Untuk menjalankan kedudukannya tersebut, maka Pegawai ASN berfungsi sebagai


berikut:
a) Pelaksana kebijakan public; b) Pelayan public; dan c) Perekat dan pemersatu bangsa. Agar
dapat melaksanakan tugas dan tanggung jawabnya dengan baik dapat meningkatkan
produktivitas, menjamin kesejahteraan ASN dan akuntabel, maka setiap ASN diberikan hak.
Setelah mendapatkan haknya maka ASN juga berkewajiban sesuai dengan tugas dan
tanggungjawabnya.
Kode etik dan kode perilaku berisi pengaturan perilaku agar Pegawai ASN: 1)
melaksanakan tugasnya dengan jujur, bertanggungjawab, dan berintegritas tinggi; 2)
melaksanakan tugasnya dengan cermat dan disiplin; 3) melayani dengan sikap hormat, sopan,
dan tanpa tekanan; 4) melaksnakan tugasnya sesuai dengan ketentuan peraturan perundang -
undangan 5) melaksnakan tugasnya sesuai dengan perintah atasan atau Pejabat yang
Berwenang sejauh tidak bertentangan dengan ketentuan peraturan perundang-undangan dan
etika pemerintahan; 6) menjaga kerahasian yang menyangkut kebijakan Negara; 7)
menggunakan kekayaan dan barang milik Negara secara bertanggungjawab, efektif, dan
efisien; 8) menjaga agar tidak terjadi konflik kepentingan dalam melaksanakan tugasnya).
memberikan informasi secara benar dan tidak menyesatkan kepada pihak lain yang
memerlukan informasi terkait kepentingan kedinasan; 10) tidak menyalahgunakan
informasi intern Negara, tugas, status, kekuasaan, dan jabatannya untuk mendapat atau
mencari keuntungan atau manfaat bagi diri sendiri atau untuk orang lain; 11) memegang
teguh nilai dasar ASN dan selalu menjaga reputasi dan integritas ASN; dan 12)
melaksanakan ketentuan peraturan perundangundangan mengenai disiplin Pegawai ASN.
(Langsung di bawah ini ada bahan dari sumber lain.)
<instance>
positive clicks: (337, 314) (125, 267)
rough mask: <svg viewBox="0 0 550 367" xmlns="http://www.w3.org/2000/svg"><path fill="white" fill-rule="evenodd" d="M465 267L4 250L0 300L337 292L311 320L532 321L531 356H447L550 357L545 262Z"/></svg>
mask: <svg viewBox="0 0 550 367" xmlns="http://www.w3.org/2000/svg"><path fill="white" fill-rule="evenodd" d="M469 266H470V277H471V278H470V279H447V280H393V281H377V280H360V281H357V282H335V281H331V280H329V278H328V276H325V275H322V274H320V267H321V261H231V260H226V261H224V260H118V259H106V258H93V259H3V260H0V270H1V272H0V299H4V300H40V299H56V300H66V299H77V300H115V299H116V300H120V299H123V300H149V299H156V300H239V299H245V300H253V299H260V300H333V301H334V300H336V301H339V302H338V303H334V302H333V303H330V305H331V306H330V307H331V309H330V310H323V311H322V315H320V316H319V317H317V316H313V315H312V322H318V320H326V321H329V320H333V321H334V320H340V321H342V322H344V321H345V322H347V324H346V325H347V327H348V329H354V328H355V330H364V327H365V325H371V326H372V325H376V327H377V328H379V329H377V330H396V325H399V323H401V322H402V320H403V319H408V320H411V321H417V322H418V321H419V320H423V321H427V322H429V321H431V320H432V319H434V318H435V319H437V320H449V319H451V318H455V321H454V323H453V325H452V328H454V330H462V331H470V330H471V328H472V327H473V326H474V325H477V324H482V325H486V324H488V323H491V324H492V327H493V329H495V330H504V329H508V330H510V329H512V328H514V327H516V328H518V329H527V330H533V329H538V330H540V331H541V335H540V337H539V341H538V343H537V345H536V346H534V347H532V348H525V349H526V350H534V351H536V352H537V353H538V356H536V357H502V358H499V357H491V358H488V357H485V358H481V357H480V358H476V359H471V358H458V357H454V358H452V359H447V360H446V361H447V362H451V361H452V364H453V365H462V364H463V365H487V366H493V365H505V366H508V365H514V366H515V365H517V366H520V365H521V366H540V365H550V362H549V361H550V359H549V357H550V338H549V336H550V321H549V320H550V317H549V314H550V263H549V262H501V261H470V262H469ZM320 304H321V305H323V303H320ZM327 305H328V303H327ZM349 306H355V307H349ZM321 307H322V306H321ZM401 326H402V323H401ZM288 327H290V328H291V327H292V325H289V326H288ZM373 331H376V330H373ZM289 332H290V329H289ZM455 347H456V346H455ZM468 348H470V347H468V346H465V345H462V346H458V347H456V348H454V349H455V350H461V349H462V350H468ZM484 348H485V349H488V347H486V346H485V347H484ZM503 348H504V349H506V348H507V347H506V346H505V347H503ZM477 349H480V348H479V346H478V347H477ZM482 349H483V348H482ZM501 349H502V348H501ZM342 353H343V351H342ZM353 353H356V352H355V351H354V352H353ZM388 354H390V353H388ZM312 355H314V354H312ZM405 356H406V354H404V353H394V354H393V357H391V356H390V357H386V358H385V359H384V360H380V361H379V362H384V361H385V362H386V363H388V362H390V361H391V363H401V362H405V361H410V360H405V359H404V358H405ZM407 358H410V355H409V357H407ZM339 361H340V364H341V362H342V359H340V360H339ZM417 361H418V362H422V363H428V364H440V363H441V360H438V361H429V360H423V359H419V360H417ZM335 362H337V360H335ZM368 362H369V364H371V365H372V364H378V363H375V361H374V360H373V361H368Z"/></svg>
B. KONSEP SISTEM MERIT DALAM PENGELOLAAN ASN


Konsep Sistem Merit menjadi bagian yang tidak terpisahkan dalam pengelolaan
ASN. Apa sebenarnya arti sistem merit itu? Mengapa dibutuhkan? Adalah
pertanyaanpertanyaan yang sering muncul terkait sistem ini. Sistem merit pada dasarnya
adalah konsepsi dalam manajemen SDM yang menggambarkan diterapkannya obyektifitas
dalam keseluruhan semua proses dalam pengelolaan ASN yakni pada pertimbangan
kemampuan dan prestasi individu untuk melaksanakan pekerjaanya (kompetensi dan
kinerja). Pengambilan keputusan dalam pengelolaan SDM didasarkan pada kemampuan
dan kualifikasi seseorang dalam atau untuk melaksanakan pekerjaan dan tidak berdasarkan
pertimbangan subyektif seperti afiliasi politik, etnis, dan gender. Obyektifitas dilaksanakan
pada semua tahapan dalam pengelolaan SDM (rekruitmen, pengangkatan, penempatan, dan
promosi). Sistem ini biasanya disandingkan dengan spoil sistem, dimana dalam penerapan
manajemen SDM-nya lebih mengutamakan pertimbangan subyektif.

C. MEKANISME PENGELOLAAN ASN

Pengelolaan atau manajemen ASN pada dasarnya adalah kebijakan dan praktek dalam
mengelola aspek manusia atau sumber daya manusia dalam organisasi termasuk dalam hal ini
adalah pengadaan, penempatan, mutasi, promosi, pengembangan, penilaian dan penghargaan.
UU No 5 tentang ASN secara detail menyebutkan pengelolaan pegawai ini baik untuk PNS
maupun PPPK seperti disebutkan pada bagian Merit sistem.